# A geroscience approach for treating Alzheimer's disease

> **NIH NIH R01** · UNIVERSITY OF WASHINGTON · 2021 · $777,433

## Abstract

Abstract
Geroscience is a multidisciplinary field that examines the relationship between biological aging and age-related
diseases through multiple processes. These processes are highly integrated with one another such that
targeting them as a group may be an effective approach to developing therapies to prevent or delay age-
related disease. Alzheimer's disease (AD) is an age-related disease and is expected to increase with the
number of elderly individuals rapidly rising in both developed and developing countries. Pharmacological
efforts to find disease-modifying treatments have met with limited success possibly because they have focused
on identifying a specific drug that targets a specific mechanism. AD is a complex disease involving numerous
mechanisms in line with processes of biological aging. Therefore, a geroscience approach to successfully
treating AD is a logical pharmacological concept. A cocktail of three repurpose drugs has been selected for
testing in this proposal based on established anti-aging effects in mice. Phenylbutyrate downregulates the
unfolded protein response and inhibits histone deacetylase thereby upregulating anti-inflammatory molecules.
Rapamycin inhibits mTOR, enhances vascular endothelial cell function and activates autophagy. Acarbose
acts as a caloric restriction mimetic to enhance mitochondrial efficiency and suppress oxidative stress. The
hypothesis is that a drug cocktail of rapamycin, acarbose, and phenylbutyrate, that targets multiple
aging processes associated with Alzheimer's disease will alleviate cognitive dysfunction and
neurological pathology in an aging AD mouse model. Aim 1 will determine if a slowdown in aging will slow
down the development of early stage AD dementia and neurological lesions using the 3-drug cocktail in 20-
month old AAV Aβ42/P301Ltau mice.

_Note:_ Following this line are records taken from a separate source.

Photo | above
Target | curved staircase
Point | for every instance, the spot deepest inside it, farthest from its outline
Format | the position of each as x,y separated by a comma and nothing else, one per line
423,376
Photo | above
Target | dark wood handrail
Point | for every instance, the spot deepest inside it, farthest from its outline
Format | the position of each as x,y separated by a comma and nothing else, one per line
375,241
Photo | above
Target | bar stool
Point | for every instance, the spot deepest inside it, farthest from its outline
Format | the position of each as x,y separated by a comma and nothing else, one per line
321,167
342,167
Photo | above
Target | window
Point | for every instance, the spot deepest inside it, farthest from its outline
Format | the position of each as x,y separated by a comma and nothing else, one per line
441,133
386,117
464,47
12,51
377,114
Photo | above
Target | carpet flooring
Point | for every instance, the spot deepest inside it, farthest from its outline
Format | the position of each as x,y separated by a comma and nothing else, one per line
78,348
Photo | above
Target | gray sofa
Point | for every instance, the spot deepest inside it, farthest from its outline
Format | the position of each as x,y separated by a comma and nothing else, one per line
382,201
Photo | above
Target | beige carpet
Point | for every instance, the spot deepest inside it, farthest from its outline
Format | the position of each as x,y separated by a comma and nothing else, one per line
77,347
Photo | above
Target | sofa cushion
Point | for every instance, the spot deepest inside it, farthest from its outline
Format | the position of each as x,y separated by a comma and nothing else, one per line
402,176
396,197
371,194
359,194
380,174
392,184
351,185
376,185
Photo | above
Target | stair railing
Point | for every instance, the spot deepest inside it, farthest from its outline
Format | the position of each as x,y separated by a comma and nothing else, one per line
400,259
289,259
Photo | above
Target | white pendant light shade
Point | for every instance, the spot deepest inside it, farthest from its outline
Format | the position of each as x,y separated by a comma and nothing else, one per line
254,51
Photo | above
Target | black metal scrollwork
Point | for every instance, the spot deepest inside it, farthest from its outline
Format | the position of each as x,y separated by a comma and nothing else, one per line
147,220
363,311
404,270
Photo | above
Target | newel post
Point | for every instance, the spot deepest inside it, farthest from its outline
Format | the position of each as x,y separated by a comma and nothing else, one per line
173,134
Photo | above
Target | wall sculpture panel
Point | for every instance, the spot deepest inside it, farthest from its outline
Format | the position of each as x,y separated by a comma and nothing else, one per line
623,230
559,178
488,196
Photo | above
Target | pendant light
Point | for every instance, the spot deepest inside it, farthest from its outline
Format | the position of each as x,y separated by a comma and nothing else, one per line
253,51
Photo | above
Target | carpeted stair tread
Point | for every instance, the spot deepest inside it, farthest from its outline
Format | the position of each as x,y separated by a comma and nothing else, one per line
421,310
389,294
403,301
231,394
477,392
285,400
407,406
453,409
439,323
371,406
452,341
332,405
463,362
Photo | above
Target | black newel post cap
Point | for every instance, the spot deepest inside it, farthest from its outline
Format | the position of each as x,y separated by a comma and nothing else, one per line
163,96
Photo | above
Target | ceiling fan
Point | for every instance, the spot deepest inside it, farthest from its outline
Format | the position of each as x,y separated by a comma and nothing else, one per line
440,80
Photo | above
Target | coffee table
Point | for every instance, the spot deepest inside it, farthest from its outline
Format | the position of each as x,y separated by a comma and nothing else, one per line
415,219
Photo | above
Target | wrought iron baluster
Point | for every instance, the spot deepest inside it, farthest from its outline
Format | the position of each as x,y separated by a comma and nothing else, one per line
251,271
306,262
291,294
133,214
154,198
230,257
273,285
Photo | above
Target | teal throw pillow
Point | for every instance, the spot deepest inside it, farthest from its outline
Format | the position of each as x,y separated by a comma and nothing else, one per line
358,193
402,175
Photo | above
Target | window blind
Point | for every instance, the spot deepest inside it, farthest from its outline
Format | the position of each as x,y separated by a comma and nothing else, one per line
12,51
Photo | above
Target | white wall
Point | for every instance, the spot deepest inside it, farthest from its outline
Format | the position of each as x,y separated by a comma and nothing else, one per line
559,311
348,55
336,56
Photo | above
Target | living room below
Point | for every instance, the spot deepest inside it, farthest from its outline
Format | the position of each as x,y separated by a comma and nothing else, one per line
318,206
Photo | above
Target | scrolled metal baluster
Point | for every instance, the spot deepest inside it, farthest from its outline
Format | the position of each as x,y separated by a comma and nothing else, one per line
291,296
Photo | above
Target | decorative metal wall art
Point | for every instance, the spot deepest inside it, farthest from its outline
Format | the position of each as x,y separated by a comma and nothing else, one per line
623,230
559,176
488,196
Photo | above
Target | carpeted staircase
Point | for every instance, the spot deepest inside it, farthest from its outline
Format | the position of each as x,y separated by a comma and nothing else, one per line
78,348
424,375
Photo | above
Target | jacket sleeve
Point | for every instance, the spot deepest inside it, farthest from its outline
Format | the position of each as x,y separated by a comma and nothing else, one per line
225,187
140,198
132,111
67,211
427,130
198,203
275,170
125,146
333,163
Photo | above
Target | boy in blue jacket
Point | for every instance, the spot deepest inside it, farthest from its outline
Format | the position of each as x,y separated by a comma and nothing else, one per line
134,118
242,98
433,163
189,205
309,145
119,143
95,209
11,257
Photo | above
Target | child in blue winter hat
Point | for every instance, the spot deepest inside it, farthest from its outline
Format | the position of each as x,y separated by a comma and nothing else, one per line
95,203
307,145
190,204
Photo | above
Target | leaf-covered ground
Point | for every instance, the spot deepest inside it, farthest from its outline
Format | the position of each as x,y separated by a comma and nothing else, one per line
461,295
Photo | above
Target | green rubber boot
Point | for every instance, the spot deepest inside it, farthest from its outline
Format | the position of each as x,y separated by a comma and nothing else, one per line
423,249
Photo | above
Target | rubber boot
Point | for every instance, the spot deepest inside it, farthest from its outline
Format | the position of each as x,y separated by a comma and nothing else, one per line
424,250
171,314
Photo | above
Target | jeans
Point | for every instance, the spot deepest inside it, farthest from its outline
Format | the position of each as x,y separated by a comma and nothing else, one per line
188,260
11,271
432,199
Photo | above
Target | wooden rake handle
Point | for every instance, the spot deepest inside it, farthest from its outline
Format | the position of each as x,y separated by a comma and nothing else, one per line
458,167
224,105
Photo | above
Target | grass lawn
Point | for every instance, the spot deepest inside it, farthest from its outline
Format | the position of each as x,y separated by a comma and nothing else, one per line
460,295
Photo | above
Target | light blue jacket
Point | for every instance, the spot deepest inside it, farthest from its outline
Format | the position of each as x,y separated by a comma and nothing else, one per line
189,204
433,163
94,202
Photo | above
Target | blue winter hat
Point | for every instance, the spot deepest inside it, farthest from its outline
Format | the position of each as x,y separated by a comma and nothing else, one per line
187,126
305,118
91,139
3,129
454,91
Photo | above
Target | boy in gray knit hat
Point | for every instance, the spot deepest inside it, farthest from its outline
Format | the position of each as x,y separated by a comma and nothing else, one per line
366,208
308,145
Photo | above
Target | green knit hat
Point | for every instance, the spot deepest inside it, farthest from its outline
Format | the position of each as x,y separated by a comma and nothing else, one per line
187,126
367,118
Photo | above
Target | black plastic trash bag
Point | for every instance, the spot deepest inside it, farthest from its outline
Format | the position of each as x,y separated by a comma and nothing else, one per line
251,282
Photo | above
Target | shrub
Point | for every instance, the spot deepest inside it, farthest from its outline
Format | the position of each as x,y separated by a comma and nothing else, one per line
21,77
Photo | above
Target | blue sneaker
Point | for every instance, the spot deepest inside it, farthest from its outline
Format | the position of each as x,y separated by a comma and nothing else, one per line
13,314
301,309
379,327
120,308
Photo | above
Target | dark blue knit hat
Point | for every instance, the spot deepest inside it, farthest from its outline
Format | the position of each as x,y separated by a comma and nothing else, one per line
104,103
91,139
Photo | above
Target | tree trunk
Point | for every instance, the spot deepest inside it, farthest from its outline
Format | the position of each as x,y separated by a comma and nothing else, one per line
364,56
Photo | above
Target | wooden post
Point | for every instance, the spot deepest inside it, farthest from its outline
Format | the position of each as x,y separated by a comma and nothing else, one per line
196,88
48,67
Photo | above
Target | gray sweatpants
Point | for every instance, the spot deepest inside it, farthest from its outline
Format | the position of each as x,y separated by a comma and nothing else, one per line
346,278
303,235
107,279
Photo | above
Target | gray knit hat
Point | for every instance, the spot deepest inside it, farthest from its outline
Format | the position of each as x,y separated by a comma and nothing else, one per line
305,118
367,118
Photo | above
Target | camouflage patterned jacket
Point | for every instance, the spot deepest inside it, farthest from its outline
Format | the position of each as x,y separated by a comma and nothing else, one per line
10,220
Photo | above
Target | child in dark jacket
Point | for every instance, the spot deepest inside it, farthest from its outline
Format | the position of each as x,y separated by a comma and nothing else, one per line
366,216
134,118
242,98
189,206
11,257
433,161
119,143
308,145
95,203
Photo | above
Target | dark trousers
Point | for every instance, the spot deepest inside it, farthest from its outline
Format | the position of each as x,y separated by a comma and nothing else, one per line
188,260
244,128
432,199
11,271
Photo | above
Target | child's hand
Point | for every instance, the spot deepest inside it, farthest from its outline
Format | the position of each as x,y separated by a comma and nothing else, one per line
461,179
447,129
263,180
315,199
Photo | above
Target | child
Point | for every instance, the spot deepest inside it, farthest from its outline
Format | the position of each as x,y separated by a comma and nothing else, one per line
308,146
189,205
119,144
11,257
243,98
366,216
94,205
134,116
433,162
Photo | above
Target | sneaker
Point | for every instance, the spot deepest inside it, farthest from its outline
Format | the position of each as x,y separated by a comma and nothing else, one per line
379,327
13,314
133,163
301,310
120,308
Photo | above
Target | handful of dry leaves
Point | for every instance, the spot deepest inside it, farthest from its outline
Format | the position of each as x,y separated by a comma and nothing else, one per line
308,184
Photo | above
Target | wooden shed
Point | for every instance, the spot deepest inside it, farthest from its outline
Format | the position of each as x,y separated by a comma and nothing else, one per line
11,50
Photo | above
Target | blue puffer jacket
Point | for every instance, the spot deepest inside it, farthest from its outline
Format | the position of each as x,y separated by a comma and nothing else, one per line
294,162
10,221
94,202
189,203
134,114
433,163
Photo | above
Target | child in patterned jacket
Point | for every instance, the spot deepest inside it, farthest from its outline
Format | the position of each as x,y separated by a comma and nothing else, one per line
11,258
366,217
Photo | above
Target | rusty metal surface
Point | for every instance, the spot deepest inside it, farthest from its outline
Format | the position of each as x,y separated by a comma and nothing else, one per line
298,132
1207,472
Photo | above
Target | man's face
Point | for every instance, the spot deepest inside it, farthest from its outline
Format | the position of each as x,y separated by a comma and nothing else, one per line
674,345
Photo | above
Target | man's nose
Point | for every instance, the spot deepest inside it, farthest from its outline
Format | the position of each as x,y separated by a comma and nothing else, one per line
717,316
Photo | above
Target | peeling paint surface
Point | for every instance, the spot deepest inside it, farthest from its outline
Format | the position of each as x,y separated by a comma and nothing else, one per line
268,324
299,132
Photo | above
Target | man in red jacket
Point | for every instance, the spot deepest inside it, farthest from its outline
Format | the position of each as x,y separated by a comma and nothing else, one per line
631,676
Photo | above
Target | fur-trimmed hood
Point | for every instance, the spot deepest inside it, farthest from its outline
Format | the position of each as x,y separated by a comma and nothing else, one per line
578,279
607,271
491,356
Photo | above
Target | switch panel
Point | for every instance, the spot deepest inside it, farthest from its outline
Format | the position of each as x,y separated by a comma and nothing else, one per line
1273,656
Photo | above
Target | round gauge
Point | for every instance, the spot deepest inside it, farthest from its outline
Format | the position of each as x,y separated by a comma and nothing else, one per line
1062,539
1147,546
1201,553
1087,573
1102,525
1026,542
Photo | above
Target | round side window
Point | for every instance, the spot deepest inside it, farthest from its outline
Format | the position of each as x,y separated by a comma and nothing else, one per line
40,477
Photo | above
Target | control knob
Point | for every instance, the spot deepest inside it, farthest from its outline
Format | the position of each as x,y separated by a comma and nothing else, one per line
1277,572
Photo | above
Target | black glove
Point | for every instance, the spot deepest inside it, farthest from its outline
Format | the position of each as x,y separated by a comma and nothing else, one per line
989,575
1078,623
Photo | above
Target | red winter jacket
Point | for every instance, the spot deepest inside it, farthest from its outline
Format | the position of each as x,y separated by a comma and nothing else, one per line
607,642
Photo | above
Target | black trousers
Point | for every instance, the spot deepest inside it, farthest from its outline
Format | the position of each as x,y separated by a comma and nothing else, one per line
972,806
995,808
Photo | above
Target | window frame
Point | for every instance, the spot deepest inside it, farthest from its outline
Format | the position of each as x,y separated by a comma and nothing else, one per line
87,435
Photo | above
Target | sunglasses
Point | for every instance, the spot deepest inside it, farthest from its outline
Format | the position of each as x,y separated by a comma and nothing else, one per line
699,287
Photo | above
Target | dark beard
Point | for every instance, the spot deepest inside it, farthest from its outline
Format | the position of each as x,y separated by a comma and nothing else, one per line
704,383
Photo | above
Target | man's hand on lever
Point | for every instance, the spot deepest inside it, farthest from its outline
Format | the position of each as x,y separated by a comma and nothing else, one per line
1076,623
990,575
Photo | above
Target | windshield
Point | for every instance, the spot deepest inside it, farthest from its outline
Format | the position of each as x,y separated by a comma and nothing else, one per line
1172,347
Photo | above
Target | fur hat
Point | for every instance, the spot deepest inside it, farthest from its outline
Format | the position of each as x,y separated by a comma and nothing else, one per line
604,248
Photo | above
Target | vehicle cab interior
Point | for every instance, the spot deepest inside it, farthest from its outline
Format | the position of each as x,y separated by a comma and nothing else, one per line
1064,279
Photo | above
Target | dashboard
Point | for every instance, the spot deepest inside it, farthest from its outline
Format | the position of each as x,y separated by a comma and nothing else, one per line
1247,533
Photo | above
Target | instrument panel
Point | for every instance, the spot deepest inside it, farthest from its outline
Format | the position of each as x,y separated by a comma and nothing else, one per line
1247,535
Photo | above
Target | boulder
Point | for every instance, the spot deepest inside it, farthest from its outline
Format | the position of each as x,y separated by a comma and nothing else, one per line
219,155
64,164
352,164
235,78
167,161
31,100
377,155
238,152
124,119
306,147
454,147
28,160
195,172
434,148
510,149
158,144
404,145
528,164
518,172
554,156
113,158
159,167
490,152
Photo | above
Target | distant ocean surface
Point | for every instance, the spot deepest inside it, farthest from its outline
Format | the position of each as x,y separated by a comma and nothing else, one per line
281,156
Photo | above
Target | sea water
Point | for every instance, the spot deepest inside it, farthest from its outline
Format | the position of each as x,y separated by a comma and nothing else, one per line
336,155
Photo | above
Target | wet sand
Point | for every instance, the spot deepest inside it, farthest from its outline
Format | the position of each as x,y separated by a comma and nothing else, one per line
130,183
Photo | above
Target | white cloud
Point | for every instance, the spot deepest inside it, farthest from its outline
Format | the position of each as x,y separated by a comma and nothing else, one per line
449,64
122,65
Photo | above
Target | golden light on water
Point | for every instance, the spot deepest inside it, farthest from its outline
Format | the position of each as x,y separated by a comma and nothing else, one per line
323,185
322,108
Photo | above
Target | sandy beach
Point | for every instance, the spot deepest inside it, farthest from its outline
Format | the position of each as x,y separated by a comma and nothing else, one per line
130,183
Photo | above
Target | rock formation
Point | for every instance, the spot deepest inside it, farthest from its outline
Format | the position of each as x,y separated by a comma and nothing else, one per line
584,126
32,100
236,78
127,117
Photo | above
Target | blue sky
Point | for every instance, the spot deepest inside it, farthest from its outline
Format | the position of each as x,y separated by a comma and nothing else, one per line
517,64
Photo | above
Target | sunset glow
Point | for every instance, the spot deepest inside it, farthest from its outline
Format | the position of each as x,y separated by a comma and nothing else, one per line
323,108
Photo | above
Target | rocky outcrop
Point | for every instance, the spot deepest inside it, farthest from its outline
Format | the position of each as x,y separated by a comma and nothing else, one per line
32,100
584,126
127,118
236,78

The contribution of the cocktail will be evaluated in relation to
bioavailability, suppression of systemic disease, alleviation of cognitive impairment and other clinical and
pathological features, and lack of toxicity. Aim 2 will investigate aging processes that can increase the risk for
developing AD, focusing on inflammation, autophagy impairment, insulin/mitochondrial dysfunction and
oxidative stress, epigenetic dysfunction, and vascular impairment. Aim 3 will develop a molecular bridge for
Aims 1 and 2 studies as a unique metabolomics way of showing the relationship between phenotype and
processes of aging. Metabolomic profiles will be developed in brain and liver from Aim 1 cohorts. There will
also be an opportunity to assess effect of gender, age, and strain on metabolomics outcomes. The concept of
a geroscience drug cocktail that could successfully alleviate AD would be expected to have a significant impact
on the health of patients suffering from early symptoms of dementia and other AD related issues.

## Key facts

- **NIH application ID:** 10143173
- **Project number:** 5R01AG067193-02
- **Recipient organization:** UNIVERSITY OF WASHINGTON
- **Principal Investigator:** Martin C Darvas
- **Activity code:** R01 (R01, R21, SBIR, etc.)
- **Funding institute:** NIH
- **Fiscal year:** 2021
- **Award amount:** $777,433
- **Award type:** 5
- **Project period:** 2020-04-15 → 2025-03-31

## Primary source

NIH RePORTER: https://reporter.nih.gov/project-details/10143173

## Citation

> US National Institutes of Health, RePORTER application 10143173, A geroscience approach for treating Alzheimer's disease (5R01AG067193-02). Retrieved via AI Analytics 2026-05-23 from https://api.ai-analytics.org/grant/nih/10143173. Licensed CC0.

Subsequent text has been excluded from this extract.